This may be a disjointed post. I want to report on my dating experiences of the last few days but am not in a very focused or clear mental space. Please bear with me!
So, I had been emailing with this guy from an online site since before the holidays, but I went out of town, then he went out of town. We weren't able to get together until Saturday, when we met at an outdoor/indoor sports bar/game place - bocce ball, bowling, pinball, etc. Not necessarily my scene, but it ended up being fun and a nice day to be outside. When I initially saw him, I wasn't sure I was attracted. He is originally from New York/New Jersey and kind of looks that stereotype. He's kind of lean and lanky but I learned later that he works out and is into biking also. Anyway, he had a really nice warm smile and was immediately very "tuned in" to me, which is a nice contrast to other dates I have had. After we sat down, we had a lot of really good conversation about a big range of subjects, including work and family.
Two times I was really moved: once, when he shared about caring for a foster child - a three-year old girl - for nine months with his ex-girlfirend; and a second time when he shared about helping to get a program for the homeless started in the town where he lives. Uncharacteristically, I became really moved and teared-up when he shared these things. I shared a little about my desire to be a mother and that I am considering foster/adopt, and he responded positively. The other significant aspect of the evening was that I generally felt at ease and comfortable with him, and I laughed a lot. By the end of the evening, we were walking around hand-in-hand and kissed a few times, too, which was really nice. Chemistry and comfort - good combination, yes?
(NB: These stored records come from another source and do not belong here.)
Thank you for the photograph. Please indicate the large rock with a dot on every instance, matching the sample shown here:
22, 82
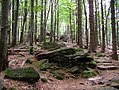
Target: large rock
28, 74
51, 46
103, 67
66, 55
50, 54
Moving on to round two, he texted me later that evening (it was an afternoon/early evening date), and asked me to dinner the following night. This seems a little soon, but I had told him I was in a conference all next weekend, so that contributed. I felt a bit uncertain, knowing my introverted self and that I had dance planned for earlier in the day, but I agreed. We met up last night, and the start of the date was really rocky. When I saw him, he looked different, and not good different. I think his clothes fit him differently, and then I realized later that his sweater must have been pooched out in a weird way because it looked like he had a pot belly. lol This is funny as I say it! Anyway, he doesn't have a pot belly but that was the effect. And also, I think because our previous date had gone so amazingly, there were expectations that we would pick right up where we left off. But for whatever reason, I was not in a place to do that.
Sooo, it was awkward, very awkward, for a while there. He kept trying to catch my eye and get connected and I wanted him to just be easy going and gradually reconnect through talking. It didn't help that we were trying to taste and order wine during this period, and the waitress kept interrupting. Anyway, finally we talked through it and realized that a lot of what was happening was that we are both introverts who were not grounded for different reasons. We both had extroverted, busy days. He fell asleep for a short while before meeting me and was a little out of it. I had spent a lot of time (too much time) getting ready and also watched some Gold.en Globes beforehand, from which I had to pull myself away to meet him.
After talking, and relaxing a bit, sipping wine, we did reconnect and had some good conversation as we had the day prior. And we held hands. And we walked around and kissed some, too. At the end, he said something about maybe getting together Wednesday, since we both have that night open, so we will see. I feel a little less "ga ga" than I did after our first day, but still feel very attracted and interested in him. He shared that he worked with Habi.tat for Humanity, and is still connected with them, which deeply moved me again. I think his heart is pretty amazing.
I guess time will tell. I haven't heard from him yet today but hope to later on.